Королевская академия, сентябрь 2002-го. На несколько недель Академия открывает свои двери для ряда коммерческих галерей. Большинство выставляет самых юных своих звезд, что приводит к неизбежной визуальной какофонии. Однако таким образом удается пошатнуть хотя бы некоторые удушающие догматы последних лет. Кто-то из начинающих художников даже пытается писать — кистью, или чем-то подобным, причем на плоской поверхности (или на чем-то подобном), и краской — или чем-то подобным; хотя многие, возможно опасаясь быть непонятыми, заботливо снабдили свои немые художества словесными пояснениями. Там я столкнулся с критиком Эндрю Грэмом-Диксоном, и мы обсудили это робкое возрождение. Казалось бы, сказал я, эта молодежь могла бы заметить, что подобная форма искусства не нова, — честно говоря, ей уже несколько веков. Грэм-Диксон посмеялся над моей наивностью: "Этих прошлое ничему не учит".
В самом сердце Академии есть восьмигранный зал, стены которого выкрасили в тот же ослепительно-синий цвет, что на выставке Ходжкина в Эдинбурге. Там висели восемь небольших работ Г. Г. — средоточие безмятежного, сияющего спокойствия посреди окружающего безумия. Моя знакомая писательница поделилась своими впечатлениями: "Эти работы словно обратились ко мне и сказали: вот так и должно выглядеть искусство".
В Академии я сказал Г. Г.:
— Это ведь та же самая синяя краска, что и в Эдинбурге.
— Нет, не та же самая, — ответил он.
За многие годы, что я знаком с Г. Г., он не раз упоминал, что быть художником в наше время и на наших островах очень одиноко. Другие художники, например Люсьен Фрейд, тоже говорили, что им приходится идти против потока и против моды, — но Фрейду это положение дел, очевидно, было по душе.
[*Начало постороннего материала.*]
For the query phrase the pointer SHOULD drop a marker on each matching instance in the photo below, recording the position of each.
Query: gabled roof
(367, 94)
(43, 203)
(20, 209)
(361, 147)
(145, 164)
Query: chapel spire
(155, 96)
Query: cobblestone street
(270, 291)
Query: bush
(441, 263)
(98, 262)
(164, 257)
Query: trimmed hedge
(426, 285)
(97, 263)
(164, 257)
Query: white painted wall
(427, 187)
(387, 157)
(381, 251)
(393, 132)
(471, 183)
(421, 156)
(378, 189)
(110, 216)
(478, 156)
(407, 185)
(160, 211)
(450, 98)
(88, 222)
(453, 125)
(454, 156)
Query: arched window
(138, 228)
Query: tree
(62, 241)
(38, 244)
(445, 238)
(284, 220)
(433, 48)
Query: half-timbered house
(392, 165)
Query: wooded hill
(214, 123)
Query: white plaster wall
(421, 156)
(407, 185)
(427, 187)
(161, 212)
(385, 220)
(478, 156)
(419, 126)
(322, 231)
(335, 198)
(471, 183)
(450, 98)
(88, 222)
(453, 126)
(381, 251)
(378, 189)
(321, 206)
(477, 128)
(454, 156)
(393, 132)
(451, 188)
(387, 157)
Единственный крупный британский художник, кто, кажется, ни разу не жаловался на маргинализацию живописи, — это бесконечно жизнерадостный (и бесконечно популярный) Дэвид Хокни. Но сейчас эта маргинализация кажется временной. И когда будущее оглянется на вторую половину XX века в Британии, ему предстанет время художников: Бэкона, Фрейда, Хокни, Ходжкина, Райли (а также Колфилда, Ауэрбаха, Хитченса, Эйтчисона, Аглоу и так далее).
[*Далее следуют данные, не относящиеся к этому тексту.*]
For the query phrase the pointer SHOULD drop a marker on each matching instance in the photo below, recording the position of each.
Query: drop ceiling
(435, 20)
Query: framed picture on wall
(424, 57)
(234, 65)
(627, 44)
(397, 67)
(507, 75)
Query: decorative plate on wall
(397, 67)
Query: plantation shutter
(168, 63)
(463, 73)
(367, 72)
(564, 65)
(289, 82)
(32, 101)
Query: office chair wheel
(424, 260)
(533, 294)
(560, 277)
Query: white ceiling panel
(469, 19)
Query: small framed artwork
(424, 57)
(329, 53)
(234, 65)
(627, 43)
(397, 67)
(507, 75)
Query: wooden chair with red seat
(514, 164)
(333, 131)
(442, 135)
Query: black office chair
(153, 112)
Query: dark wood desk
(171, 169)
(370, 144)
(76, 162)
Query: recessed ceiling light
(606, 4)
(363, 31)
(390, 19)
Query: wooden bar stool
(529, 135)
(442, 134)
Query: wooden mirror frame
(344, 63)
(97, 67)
Путешествия с Г. Г. Мы вчетвером — Г. Г., его партнер Энтони, моя жена Пат и я — вместе побывали в Марокко, Индии и несколько лет подряд ездили по маленьким итальянским городкам с хорошими художественными музеями. Я выступал в роли организатора, Энтони переводил, Г. Г. был нашим штабным художником, а Пат — музой; роли свои мы не воспринимали слишком серьезно. Я также вел дневник:
"Таранто, апрель 1989 г. Г. Г. приметил в витрине старомодной галантереи черное полотенце. Мы зашли. Продавец предложил нам черное полотенце. Нет, сказал Говард, оно недостаточно черное. Продавец вынимает другое, оно тоже оказывается отвергнуто, затем следующее и следующее. Это Италия, торговля ведется медленно, все настроены крайне благодушно; продавец не проявляет ни малейших признаков нетерпения, чего нельзя сказать обо мне. Черт подери, Г. Г. уже отверг семь или восемь полотенец и теперь просит принести ему то самое, с витрины. Продавец отправляется за ним лично. Когда он выкладывает его на прилавок, я мгновенно вижу то, чего не заметил бы, не будь рядом Г. Г.: это полотенце действительно слегка, чуть-чуть чернее остальных. Сделка совершена".
Цвета стен на выставках работ Г. Г.: белый, серо-голубой, сизый, зеленый, золотой, ультрамариновый.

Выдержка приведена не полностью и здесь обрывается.